Any method, even if it turns out to be an antimethod,
has first to convey some background in order to be effective.
But the way Zen uses language is always to point
beyond language, beyond concepts to the concrete.
David Darling, 1996
: zen_physics_intellectual_catastrophe
Two major schools of Zen exist in Japan:
the Rinzai and the Soto.
Both have the same goal, of seeing the world unmediated,
but their approaches are different.
In the Soto school, the emphasis is on quiet contemplation
in a seated position without a particular focus for thought.
The method in the Rinzai school, however,
is to put the intellect to work on problems
that have no logical resolution.
Such problems are known as koans,
from the Chinese kung-an meaning “public announcement.”
Some are mere questions, for example:
“When your mind is not dwelling
on the dualism of good and evil,
what is your original face before you were born?”
Others are set in a question-and-answer form, like:
“What is the Buddha?”
Answer: “Three pounds of flax”
or “The cypress tree in the courtyard”
(to name but two of the classic responses).
According to tradition
there are seventeen hundred such conundrums
in the Zen repertoire.
And their common aim is
to induce a kind of intellectual catastrophe,
a sudden jump
which lifts the individual out of the domain of words and reason
into a direct, nonmediated experience known as satori.
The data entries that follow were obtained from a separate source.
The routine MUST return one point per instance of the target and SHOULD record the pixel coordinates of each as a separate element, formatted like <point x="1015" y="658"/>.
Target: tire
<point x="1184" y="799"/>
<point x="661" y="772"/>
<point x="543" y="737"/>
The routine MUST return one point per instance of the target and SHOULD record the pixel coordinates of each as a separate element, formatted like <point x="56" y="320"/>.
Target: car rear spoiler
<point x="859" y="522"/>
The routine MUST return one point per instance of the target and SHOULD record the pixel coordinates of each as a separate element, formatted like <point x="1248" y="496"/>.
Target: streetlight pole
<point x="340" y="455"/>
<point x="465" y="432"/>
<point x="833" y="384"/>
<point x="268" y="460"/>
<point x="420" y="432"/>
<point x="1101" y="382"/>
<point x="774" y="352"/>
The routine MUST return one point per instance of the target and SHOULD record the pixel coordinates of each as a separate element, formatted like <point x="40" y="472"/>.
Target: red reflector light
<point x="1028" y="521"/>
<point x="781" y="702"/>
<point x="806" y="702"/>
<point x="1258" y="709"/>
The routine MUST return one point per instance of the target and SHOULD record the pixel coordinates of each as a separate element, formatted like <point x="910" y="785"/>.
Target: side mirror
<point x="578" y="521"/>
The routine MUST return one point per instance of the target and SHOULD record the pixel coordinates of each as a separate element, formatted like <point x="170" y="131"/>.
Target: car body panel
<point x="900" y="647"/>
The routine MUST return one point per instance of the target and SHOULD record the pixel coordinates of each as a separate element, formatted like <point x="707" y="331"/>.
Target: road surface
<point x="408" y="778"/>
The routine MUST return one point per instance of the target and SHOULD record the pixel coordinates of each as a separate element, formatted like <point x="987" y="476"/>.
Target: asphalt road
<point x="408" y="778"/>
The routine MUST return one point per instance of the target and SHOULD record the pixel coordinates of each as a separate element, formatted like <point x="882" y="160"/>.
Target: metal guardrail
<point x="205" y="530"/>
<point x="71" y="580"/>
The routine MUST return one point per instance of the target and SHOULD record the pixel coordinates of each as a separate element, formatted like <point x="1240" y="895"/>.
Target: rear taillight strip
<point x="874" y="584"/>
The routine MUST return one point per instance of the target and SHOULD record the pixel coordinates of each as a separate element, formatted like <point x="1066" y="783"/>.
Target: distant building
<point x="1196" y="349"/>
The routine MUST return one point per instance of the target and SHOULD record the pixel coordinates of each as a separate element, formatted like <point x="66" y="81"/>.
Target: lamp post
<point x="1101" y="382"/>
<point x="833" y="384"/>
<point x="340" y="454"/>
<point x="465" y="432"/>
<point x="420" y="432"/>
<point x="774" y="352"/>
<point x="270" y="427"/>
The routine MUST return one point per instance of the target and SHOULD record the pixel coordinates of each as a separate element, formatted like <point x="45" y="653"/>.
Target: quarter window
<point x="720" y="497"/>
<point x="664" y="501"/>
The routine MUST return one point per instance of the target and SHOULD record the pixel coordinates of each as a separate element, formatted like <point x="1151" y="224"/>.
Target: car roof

Zen differs from other meditative forms,
including other schools of Buddhism,
in that it does not start from where we are
and gradually lead us to a clear view
of the true way of the world.
It is not a progressive system in this respect.
The sole purpose of studying Zen is to have Zen experiences —
sudden moments, like flashes of lightning,
when the intellect is short-circuited
and there is no longer a barrier
between the experiencer and reality.